Gambiaj.com – (BANJUL, The Gambia) – The Gambia’s 2026 national budget is set to be heavily constrained by debt repayment, raising concerns about the government’s ability to fund vital services. According to the Consolidated Report of the Finance and Public Accounts Committee (FPAC) presented by Hon. Alhagie S. Darboe, Minority Leader and FPAC Chair, during the fourth extraordinary session of the National Assembly, D13.46 billion has been allocated to servicing the country’s debt, accounting for 30.95 percent of domestic revenue and 22.67 percent of the total budget, including loans and grants.
Nearly one-third of every dalasi generated locally will go toward repaying debt, leaving little room for ministries struggling to fund health, education, security, and social services. The Gambia Armed Forces flagged insufficient funds for allowances and uniforms, while Immigration warned of challenges maintaining border systems. The Fire and Rescue Service reported only two operational hydrants in Kombo.
The country’s growing reliance on external funding adds to fiscal strain, with 36 percent of 2026 revenue projected to come from grants. Meanwhile, non-tax revenue is expected to fall sharply, limiting government flexibility without increasing borrowing.
FPAC warned that the rising debt is “crowding out” development spending. Despite projected economic growth, heavy debt obligations threaten investments in schools, social protection, infrastructure, and agriculture.

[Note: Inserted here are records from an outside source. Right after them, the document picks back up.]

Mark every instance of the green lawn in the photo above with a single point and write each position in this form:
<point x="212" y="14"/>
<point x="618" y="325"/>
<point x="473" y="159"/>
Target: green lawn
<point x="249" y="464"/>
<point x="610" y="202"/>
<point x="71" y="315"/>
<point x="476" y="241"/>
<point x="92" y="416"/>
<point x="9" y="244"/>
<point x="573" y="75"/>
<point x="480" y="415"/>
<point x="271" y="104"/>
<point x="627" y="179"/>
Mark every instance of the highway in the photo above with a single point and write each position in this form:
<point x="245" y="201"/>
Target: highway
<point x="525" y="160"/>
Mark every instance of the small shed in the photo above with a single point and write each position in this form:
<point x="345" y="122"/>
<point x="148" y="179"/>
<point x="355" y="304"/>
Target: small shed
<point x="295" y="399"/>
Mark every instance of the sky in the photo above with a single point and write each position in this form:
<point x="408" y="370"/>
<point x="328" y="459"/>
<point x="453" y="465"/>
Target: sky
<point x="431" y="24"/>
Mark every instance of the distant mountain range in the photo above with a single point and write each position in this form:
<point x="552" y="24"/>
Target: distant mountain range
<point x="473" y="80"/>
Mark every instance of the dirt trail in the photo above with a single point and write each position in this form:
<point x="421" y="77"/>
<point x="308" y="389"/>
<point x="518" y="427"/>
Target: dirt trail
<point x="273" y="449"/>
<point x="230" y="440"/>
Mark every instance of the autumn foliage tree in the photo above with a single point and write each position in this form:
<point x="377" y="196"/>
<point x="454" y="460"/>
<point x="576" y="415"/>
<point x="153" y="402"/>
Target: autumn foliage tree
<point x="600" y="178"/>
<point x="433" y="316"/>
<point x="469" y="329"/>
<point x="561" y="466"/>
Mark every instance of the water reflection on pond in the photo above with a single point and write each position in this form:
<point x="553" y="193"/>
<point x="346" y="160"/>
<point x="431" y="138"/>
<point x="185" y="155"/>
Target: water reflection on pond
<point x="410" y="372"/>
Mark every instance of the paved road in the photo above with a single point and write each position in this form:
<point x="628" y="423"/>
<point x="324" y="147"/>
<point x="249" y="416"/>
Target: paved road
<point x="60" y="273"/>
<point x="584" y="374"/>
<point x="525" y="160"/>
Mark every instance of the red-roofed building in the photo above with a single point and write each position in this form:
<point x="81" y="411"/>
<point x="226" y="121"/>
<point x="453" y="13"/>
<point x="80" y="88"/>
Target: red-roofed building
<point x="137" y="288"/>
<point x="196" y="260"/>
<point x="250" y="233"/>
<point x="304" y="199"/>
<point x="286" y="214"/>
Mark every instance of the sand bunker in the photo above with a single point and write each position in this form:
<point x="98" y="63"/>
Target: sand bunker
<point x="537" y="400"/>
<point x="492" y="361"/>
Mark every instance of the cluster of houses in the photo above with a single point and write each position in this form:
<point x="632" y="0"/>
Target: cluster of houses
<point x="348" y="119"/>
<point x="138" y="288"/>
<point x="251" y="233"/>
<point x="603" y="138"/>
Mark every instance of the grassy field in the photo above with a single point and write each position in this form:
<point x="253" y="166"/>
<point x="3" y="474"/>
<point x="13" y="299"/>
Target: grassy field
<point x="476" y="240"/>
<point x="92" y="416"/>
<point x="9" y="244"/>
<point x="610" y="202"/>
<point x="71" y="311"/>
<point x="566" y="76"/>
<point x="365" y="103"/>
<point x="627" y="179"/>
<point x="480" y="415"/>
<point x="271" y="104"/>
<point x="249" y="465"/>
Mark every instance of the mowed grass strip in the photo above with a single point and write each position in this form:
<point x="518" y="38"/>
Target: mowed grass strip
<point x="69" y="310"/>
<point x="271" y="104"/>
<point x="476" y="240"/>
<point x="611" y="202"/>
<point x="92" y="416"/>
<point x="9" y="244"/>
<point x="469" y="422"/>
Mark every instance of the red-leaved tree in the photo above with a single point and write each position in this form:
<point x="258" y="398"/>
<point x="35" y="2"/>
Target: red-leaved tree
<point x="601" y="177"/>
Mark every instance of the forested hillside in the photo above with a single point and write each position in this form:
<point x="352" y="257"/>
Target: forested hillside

The Committee called for closer coordination between the Legislature and Executive to stabilise public finances and avoid a cycle of borrowing to pay existing debts.
With a projected deficit of D2.07 billion to be financed entirely through domestic and external loans, lawmakers caution that unless debt is brought under control, public institutions will remain underfunded, essential services will decline, and key national priorities will suffer.